Children & the Night Sky
June 13, 2016 Author

Children & the Night Sky

After Sierra’s general meeting program the other night Andy, Jimmy, my 10-year-old friend Jack, and I were standing in the parking lot, gazing up at the sky, looking at the rare configuration of five planets all in the west. Jack and Andy were trying to figure out which one was Mercury.

The night sky. All of us have, on occasion, gazed at the silent beauty of stars strewn across the evening horizon. The beginning of wisdom is awe, not fear. As we are awed by the beauty and immensity of the night stars we connect with all those countless humans before us who also were mesmerized by the night sky. A number of scientists and philosophers have attributed their initial calling to a childhood experience of becoming enraptured with the panorama of stars on a clear, cold evening.

All civilizations have projected their own stories out into space and retrieved them back as mythology. We humans have found our divinities out there. The configurations in the sky have helped us form our stories of who we are and where we came from.

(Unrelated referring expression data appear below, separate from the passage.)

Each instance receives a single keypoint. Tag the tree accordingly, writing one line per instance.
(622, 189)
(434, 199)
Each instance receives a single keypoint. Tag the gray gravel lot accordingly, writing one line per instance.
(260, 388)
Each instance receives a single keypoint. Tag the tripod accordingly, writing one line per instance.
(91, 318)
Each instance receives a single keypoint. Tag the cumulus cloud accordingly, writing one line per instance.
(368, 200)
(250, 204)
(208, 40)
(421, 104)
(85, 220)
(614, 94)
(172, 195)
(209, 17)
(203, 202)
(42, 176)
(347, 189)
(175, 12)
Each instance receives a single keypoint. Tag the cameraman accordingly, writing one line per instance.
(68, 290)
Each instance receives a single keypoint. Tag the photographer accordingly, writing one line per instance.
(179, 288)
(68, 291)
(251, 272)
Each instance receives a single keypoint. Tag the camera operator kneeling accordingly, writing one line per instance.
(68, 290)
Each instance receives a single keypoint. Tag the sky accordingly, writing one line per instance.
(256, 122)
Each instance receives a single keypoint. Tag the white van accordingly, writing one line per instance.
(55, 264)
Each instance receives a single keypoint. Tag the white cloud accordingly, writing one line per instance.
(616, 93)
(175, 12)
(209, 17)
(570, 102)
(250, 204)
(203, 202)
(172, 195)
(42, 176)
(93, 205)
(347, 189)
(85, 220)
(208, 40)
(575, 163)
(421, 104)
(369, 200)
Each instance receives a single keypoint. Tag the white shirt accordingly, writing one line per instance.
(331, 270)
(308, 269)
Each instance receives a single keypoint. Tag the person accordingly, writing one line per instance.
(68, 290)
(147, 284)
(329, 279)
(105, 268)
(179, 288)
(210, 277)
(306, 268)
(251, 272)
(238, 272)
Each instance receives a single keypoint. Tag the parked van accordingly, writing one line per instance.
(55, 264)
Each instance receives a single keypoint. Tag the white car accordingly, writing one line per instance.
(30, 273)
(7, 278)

The vastness of space can be overwhelming. Astrophysicist, Carl Sagan: “We have examined the universe in space and seen that we live on a mote of dust circling a humdrum star in the remotest corner of an obscure galaxy.” Although we now know there are trillions of galaxies that make up the universe, science tells us that the vastness of space results in stars and galaxies being so far from each other they are mostly isolated. The nearest galaxies to us are the Magellanic Clouds – 150,000 light years away. Next is the

Andromeda Galaxy – two million light years out. These, it is hard to believe, are referred to as “the local group.” To peer up into the dark vast vault sprinkled with stardust stuns us with awe and excites a sense of wonder. Rachel Carson wrote about the need to evoke wonder in children:

“If I had influence with the good fairy who is supposed to preside over the christening of all children I should ask that her gift to each child in the world would be a sense of wonder so indestructible that it would last throughout life, as an unfailing antidote against

the boredom and disenchantments of later years, the sterile preoccupation with things that are artificial, the alienation from the sources of our strength.”

Thanks to Lisa Muehlstein, our children’s program that night was a great success. We heard both truth and tall tales about snakes and spiders we heard and saw a beautiful story about Pelican Pete the children got to create a simulated environment with construction materials. We were around children who are open to awe and wonder and around adults who know it is their responsibility to facilitate it.